At age 41, Biegel began studying psychology at Utrecht University. She chose this topic because, as a woman, she could not get permanent work as an astronomer and she saw more opportunities in psychotechnics. Psychotechnics is part of applied psychology and has been used as a term for conducting psychological tests, and Biegel "developed and shaped psychotechnics in the Netherlands in the 1930s." Psychotechnics primarily uses measuring equipment and places great value on objective results. After completing her studies in 1929, she was appointed as a psychotechnician at the PTT (State Postal, Telegraph and Telephone Company now KPN). As a psychotechnical advisor, she had the freedom to set up the laboratory herself and have measuring equipment made. Her work consisted of examining and selecting employees, particularly the company's drivers. She wanted to develop tests that were as complex as possible so that employee performance could be tested as broadly and realistically as possible.

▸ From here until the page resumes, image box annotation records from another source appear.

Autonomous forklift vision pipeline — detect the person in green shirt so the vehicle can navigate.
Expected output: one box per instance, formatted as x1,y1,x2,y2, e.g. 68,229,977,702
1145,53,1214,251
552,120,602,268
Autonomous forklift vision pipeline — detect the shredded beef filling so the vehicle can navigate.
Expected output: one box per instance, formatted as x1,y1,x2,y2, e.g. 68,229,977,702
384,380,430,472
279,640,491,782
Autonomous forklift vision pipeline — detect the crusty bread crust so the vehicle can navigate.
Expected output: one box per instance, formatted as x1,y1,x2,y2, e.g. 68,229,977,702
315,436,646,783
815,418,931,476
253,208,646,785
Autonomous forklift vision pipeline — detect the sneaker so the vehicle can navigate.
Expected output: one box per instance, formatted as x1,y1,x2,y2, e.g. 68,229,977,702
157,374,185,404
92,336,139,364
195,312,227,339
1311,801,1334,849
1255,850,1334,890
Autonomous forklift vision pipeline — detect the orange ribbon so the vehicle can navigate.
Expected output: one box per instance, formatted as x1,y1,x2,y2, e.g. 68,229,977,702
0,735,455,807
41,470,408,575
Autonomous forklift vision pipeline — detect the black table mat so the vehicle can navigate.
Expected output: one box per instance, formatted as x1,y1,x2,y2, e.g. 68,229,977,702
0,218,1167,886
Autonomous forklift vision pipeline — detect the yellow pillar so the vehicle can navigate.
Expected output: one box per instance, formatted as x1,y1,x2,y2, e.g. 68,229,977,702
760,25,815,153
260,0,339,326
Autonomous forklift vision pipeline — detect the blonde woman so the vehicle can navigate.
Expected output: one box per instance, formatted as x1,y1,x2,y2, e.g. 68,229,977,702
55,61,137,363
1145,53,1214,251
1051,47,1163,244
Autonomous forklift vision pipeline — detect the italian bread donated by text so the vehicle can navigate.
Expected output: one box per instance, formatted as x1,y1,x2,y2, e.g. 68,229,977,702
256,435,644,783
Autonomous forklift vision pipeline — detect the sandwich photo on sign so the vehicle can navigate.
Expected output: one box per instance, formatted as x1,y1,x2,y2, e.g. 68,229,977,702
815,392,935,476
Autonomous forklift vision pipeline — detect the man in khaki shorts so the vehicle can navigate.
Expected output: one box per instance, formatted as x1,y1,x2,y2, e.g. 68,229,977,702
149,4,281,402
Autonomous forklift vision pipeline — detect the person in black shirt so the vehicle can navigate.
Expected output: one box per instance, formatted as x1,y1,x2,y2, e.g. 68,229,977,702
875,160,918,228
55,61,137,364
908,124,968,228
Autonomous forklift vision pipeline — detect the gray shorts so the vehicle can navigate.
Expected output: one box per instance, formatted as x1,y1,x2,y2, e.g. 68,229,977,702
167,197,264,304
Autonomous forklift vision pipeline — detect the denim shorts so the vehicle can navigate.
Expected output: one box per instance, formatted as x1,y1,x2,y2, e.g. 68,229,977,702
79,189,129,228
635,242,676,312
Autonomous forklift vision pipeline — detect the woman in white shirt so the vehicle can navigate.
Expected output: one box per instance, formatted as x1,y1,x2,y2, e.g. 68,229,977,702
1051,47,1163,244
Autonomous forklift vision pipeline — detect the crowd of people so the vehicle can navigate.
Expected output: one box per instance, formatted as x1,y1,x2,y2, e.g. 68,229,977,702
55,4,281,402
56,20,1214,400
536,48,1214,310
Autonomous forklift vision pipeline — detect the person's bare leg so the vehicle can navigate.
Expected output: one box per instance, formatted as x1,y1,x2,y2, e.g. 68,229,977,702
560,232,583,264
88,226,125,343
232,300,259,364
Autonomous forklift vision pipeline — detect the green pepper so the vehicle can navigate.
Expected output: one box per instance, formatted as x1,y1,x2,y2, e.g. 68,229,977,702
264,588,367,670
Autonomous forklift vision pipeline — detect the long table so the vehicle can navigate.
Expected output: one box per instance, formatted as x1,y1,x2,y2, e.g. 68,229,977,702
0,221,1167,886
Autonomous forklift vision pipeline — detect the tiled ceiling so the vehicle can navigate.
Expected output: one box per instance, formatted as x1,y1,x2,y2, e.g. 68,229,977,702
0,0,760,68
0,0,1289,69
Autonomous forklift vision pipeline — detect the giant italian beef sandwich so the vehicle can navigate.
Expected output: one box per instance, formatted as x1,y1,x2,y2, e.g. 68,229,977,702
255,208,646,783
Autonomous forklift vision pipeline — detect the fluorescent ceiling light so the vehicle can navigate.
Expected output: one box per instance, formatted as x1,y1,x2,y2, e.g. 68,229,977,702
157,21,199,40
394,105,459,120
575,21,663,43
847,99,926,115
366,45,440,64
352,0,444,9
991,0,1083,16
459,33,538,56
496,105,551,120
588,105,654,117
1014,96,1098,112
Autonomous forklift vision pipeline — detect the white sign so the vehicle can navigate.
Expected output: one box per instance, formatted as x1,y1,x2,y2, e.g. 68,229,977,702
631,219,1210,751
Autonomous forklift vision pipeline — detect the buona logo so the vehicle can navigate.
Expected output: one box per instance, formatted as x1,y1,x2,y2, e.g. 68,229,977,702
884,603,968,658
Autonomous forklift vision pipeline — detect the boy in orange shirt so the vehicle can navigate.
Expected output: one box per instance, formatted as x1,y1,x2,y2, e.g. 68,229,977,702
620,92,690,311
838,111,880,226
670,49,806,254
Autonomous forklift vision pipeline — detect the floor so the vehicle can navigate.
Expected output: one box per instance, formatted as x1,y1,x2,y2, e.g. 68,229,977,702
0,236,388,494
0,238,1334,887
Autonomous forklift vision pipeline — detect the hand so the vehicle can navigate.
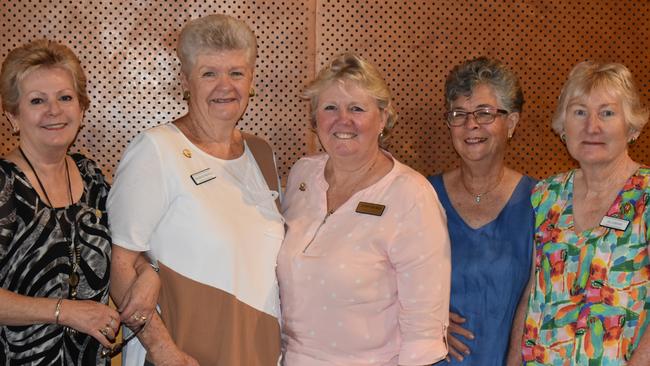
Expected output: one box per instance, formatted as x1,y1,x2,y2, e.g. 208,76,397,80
118,264,160,329
59,300,120,347
147,344,199,366
447,312,474,361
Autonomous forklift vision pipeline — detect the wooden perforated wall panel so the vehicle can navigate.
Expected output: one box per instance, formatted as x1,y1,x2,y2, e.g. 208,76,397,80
0,0,650,183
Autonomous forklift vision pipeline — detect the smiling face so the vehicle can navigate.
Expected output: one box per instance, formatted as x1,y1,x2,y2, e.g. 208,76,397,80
7,67,83,151
316,81,387,161
564,87,634,166
181,50,254,127
449,84,519,161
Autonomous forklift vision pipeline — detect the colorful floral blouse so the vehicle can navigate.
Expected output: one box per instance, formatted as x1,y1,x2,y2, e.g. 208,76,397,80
522,168,650,365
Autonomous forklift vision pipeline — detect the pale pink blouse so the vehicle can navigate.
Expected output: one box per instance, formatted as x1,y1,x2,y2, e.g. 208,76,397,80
277,154,451,366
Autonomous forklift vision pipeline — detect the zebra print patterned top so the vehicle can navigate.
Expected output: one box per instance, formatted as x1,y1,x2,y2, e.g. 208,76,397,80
0,154,111,366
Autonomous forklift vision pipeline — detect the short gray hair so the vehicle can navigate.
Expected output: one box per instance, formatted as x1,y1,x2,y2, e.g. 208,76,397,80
176,14,257,75
302,53,397,144
445,57,524,112
552,61,648,135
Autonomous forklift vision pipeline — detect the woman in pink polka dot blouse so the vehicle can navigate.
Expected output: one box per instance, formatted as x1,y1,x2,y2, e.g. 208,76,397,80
277,54,450,366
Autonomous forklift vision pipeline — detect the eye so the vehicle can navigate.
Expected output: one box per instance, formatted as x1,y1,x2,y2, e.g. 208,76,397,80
474,109,492,118
230,71,244,78
599,109,615,118
573,108,587,117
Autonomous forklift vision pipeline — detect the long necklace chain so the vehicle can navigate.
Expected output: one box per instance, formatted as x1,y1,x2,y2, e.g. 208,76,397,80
18,147,80,299
460,169,505,205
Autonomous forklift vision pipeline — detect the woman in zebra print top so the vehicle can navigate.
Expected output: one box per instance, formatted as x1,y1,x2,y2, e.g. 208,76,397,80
0,40,156,365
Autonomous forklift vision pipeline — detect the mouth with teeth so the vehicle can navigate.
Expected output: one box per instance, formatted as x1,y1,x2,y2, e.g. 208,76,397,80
333,132,357,140
41,122,68,130
210,98,237,104
464,137,487,145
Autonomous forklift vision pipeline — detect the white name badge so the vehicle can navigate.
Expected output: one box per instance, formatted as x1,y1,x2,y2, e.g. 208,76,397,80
600,216,630,231
190,168,216,186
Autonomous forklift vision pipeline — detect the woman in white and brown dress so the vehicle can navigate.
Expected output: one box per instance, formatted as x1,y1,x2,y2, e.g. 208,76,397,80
108,15,284,366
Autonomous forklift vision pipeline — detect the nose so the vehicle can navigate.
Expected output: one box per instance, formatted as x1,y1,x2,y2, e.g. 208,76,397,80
585,113,601,133
338,108,352,122
217,75,233,90
463,113,480,130
48,98,61,116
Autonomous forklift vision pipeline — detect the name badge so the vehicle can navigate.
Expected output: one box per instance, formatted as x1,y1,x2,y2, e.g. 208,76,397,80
355,201,386,216
600,216,630,231
190,168,216,186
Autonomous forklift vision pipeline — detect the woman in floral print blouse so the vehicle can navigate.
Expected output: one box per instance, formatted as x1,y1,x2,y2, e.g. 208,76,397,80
522,62,650,366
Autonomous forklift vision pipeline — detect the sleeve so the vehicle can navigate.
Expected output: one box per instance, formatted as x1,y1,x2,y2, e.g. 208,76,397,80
389,177,451,365
107,132,169,252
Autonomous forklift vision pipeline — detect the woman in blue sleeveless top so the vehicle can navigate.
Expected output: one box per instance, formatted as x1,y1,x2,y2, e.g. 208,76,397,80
429,57,535,366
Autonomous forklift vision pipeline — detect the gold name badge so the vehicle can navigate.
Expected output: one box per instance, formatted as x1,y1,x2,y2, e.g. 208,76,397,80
355,201,386,216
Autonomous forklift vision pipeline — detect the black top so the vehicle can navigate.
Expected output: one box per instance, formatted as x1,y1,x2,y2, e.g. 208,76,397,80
0,154,111,366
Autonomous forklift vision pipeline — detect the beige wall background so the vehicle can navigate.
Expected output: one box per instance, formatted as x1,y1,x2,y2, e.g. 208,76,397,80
0,0,650,364
0,0,650,179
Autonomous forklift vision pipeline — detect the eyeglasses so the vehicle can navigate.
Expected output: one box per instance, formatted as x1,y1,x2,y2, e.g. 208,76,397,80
445,108,508,127
101,323,146,358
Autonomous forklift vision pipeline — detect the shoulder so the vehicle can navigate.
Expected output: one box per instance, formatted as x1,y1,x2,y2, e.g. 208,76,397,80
531,170,575,193
289,153,328,175
0,158,18,195
70,153,108,189
530,170,575,211
0,158,18,177
521,175,539,193
241,131,273,153
427,174,442,190
388,158,435,192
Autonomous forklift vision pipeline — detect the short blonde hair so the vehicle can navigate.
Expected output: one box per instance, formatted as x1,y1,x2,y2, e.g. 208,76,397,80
552,61,648,135
302,53,397,144
176,14,257,75
0,39,90,115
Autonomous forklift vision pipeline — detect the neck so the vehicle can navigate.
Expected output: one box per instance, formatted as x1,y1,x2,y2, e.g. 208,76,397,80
580,154,639,194
176,114,244,159
180,112,236,144
19,143,66,176
460,160,505,193
325,150,386,187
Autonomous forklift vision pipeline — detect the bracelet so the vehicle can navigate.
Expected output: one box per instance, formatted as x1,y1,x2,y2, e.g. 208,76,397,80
54,297,63,325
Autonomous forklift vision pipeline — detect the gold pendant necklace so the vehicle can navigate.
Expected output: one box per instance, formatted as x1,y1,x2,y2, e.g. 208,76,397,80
460,169,505,205
18,146,80,312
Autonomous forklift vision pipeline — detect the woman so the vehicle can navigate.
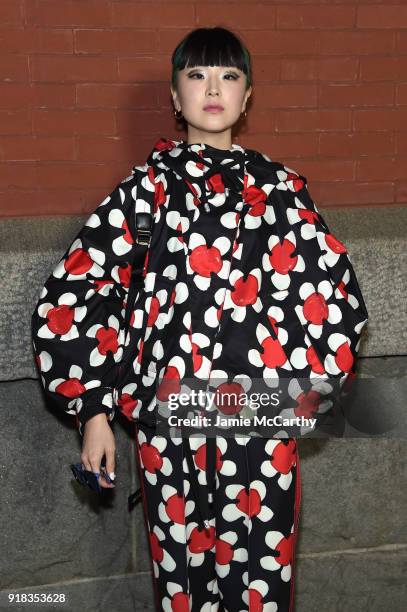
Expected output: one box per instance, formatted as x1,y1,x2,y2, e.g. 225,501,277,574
33,28,367,612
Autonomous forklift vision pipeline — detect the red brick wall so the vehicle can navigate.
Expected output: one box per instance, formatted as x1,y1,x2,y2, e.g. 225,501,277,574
0,0,407,217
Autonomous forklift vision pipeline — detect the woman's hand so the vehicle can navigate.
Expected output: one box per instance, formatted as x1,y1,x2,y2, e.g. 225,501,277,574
81,412,116,489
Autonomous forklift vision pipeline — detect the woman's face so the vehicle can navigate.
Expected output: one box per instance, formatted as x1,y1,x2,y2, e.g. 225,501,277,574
171,66,252,141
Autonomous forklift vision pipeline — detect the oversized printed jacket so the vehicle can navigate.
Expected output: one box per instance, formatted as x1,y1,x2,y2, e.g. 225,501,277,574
32,138,368,433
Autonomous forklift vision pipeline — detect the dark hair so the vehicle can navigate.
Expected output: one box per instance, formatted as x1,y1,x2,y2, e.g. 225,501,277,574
171,27,252,89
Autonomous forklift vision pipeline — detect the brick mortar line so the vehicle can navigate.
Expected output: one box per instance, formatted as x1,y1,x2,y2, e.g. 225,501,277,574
297,544,407,559
0,544,407,594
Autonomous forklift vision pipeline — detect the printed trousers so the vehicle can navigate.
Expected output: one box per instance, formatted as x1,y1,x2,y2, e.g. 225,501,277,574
135,423,301,612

She felt that this offered more insight into employee performance than testing psychological functions, such as reaction time, separately.

Her laboratory, which opened in 1933, attracted a great deal of attention from home and abroad. In addition to her work at the PTT, she wrote extensively about mandatory medical examinations for drivers, and she taught psychotechnics at the Technical University in Delft after she raised the issue with the minister herself. She also participated in many conferences and visited foreign laboratories. She was one of the first board members of the Dutch Institute of Practicing Psychologists (NIPP, now the Dutch Institute of Psychologists).

== Persecution during the Second World War ==
Biegel's parents were Jewish and at some point they renounced their Jewish heritage, but this did not help Biegel against increasing oppression from German occupation forces who still considered her Jewish. In 1941, when many Jewish professionals were fired from their jobs, Biegel was dismissed from the PTT. That same year, the Jewish population was also forbidden to be members of associations, which forced Biegel to resign from her board position at the NIPP. She continued to lead the psychotechnical laboratory of the Jewish Central for Vocational Training for some time, which was involved in testing Jewish boys for employability.

In 1943, Rebekka and her sister Annie were arrested and on 26 May, they were taken to the Westerbork transit camp in the Netherlands. When they learned that they would be deported to the Auschwitz concentration camp, both sisters committed suicide by poison (potassium cyanide) on 1 June. Rebekka's body was cremated on 7 June 1943 and her ashes were interred in the Jewish cemetery in Diemen.

Even after her death, Biegel's influence remained. For example, her test for dispersed attention by drivers was used 34,565 times until 1971, when it was finally replaced. Her Morse test, which was designed to identify talented radio operators, is "still used today by various armies worldwide" as of 2024.

== Distinctions ==
- A memorial plaque honoring Biegel hangs in the Aula building at the Technical University, Delft.